Os perigos da alienação parental

Enviada em 28/10/2019

O conceito de entropia, na física, mensura o grau de desordem de um sistema termodinâmico. No entanto, fora das ciências da natureza, no que concerne as relações dos filhos que vivem com um dos pais que estão separados, percebe-se a configuração de um sistema entrópico, em virtude do caos presente na questão. com efeito, evidencia-se a necessidade de se combater a alienação parental com vistas a proteger a criança de futuros transtornos comportamentais e de garantir o seu pleno desenvolvimento como indivíduo social.

Em primeiro lugar, vale destacar que as crianças seguem os exemplos dos pais. Nesse sentido, de acordo com o filósofo Pitágoras, existe a necessidade de educar os menores para que não seja preciso castigar os adultos. Entretanto, a influência negativa que um familiar impõem sobre a criança em relação a outra pessoa não condiz com o aprendizado de boas condutas e contribui para que o influenciado torne-se uma pessoa intolerante, violenta e introvertida em suas relações sociais, ficando à mercê de sofrer punições em um futuro próximo devido a uma negligência educational.

Ademais, a alienação parental fere os direitos infantis, pois viola o Estatuto da Criança e do Adolescente (ECA) de 1990. Nessa lógica, o fato de uma pessoa da família denigrir a imagem do semelhante e de conduzir um menor para a realização da mesma atitude , corrobora para privá-lo do direito garantido em lei que seria a “Convivência Familiar e Comunitária” prevista pelo ECA, no sentido de proporcionar segurança e tranquilidade para as construções das relações afetivas.

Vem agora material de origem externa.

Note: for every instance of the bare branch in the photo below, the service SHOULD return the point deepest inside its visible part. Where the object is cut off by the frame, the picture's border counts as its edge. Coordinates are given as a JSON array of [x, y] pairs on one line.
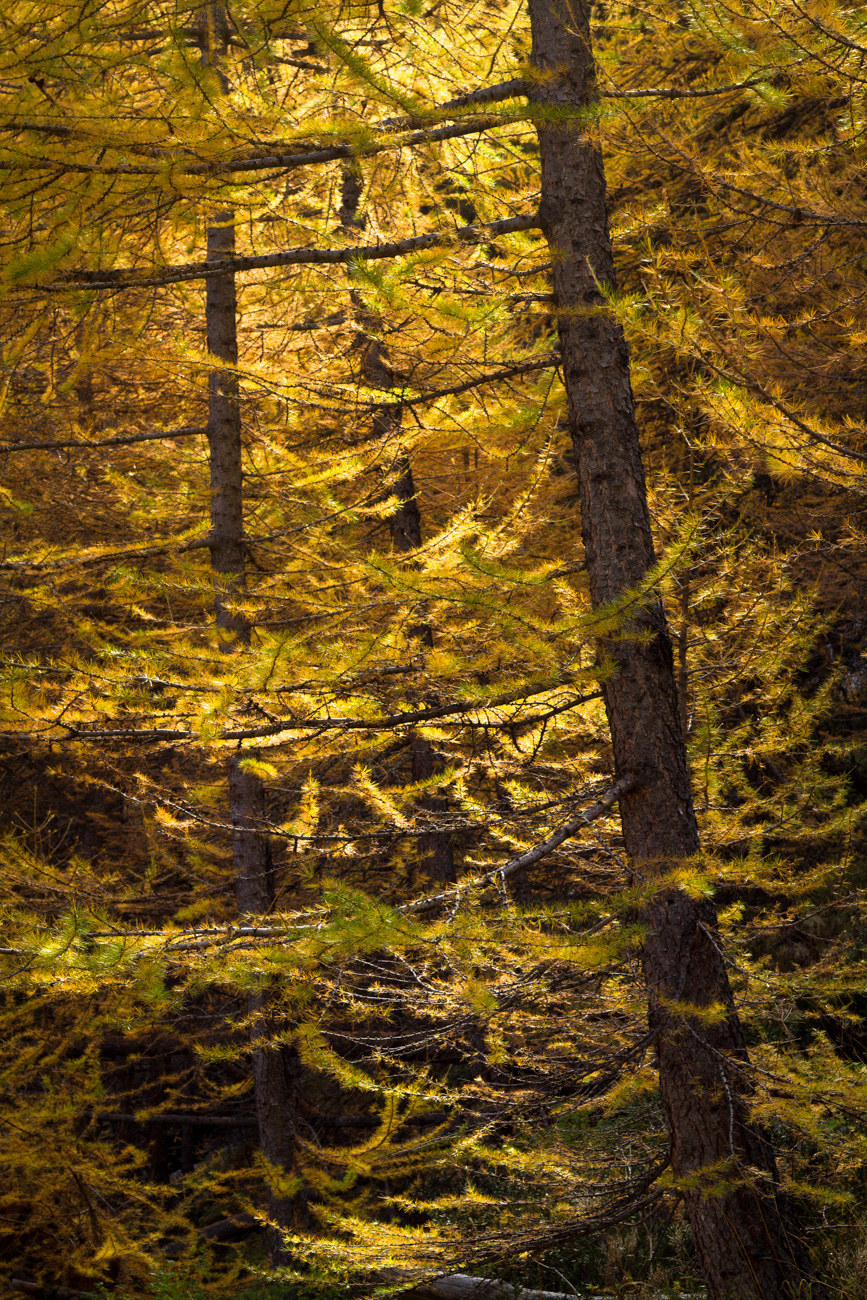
[[128, 277]]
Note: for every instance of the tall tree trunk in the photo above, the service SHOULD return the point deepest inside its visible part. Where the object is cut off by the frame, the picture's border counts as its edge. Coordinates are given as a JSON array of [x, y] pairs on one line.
[[742, 1229], [404, 524], [274, 1069]]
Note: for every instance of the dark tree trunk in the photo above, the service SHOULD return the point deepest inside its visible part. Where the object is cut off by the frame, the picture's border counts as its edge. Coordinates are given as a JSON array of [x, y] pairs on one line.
[[404, 524], [274, 1070], [744, 1230]]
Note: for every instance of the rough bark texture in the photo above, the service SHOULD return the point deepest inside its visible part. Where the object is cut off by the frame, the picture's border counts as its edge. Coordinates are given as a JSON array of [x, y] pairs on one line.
[[740, 1222], [404, 524], [274, 1070]]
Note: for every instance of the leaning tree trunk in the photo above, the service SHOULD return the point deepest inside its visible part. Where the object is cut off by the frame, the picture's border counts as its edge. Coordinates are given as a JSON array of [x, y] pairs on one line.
[[742, 1229], [274, 1069], [404, 524]]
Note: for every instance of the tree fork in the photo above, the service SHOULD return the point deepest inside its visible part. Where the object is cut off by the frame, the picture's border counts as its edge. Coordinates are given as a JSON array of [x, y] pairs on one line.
[[404, 524], [744, 1230], [274, 1070]]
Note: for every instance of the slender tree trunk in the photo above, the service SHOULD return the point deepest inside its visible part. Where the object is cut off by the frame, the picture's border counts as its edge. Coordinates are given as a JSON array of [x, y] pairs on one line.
[[404, 524], [741, 1225], [274, 1069]]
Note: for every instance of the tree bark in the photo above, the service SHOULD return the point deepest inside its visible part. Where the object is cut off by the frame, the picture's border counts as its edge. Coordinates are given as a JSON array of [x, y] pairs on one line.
[[274, 1070], [744, 1231], [404, 524]]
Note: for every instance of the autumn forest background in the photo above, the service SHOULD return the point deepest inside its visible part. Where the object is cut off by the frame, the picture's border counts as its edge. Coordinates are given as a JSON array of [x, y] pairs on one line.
[[434, 658]]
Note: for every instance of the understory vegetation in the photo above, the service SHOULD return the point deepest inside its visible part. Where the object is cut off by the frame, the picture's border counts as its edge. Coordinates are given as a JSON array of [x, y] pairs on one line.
[[337, 856]]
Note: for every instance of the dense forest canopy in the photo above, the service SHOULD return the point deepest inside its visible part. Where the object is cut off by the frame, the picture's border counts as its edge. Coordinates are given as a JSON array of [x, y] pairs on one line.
[[433, 648]]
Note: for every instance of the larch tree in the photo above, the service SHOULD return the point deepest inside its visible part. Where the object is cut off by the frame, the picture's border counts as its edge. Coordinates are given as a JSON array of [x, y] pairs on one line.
[[284, 185]]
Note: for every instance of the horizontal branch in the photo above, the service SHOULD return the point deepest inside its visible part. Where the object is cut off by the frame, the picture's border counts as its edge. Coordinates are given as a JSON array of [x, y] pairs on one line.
[[198, 1121], [458, 1286], [541, 850], [129, 277], [320, 724], [277, 161], [126, 440]]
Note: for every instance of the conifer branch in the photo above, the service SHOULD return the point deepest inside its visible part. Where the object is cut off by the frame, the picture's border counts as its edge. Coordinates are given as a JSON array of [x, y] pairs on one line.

Logo, é mister que as Organizações não Governamentais (ONGs)  de Apoio à Família, ajudem a mitigar essa problemática. Essa instituição pode, por exemplo, fomentar reuniões com casais que tenham filhos e que passaram pelo processo de divórcio a fim de orientá-los, psicologicamente, na condução amigável da situação se que as crianças sofram com atitudes irracionais dos pais ou cuidadores. Além disso, os ONGs devem distribuir nas residências locais, panfletos que abordem os direitos previstos no ECA para que assim, a sociedade reconheça a legislação de proteção ao menor e também para que auxiliem na garantia de um crescimento infantil sem grandes pertubações entrópicas.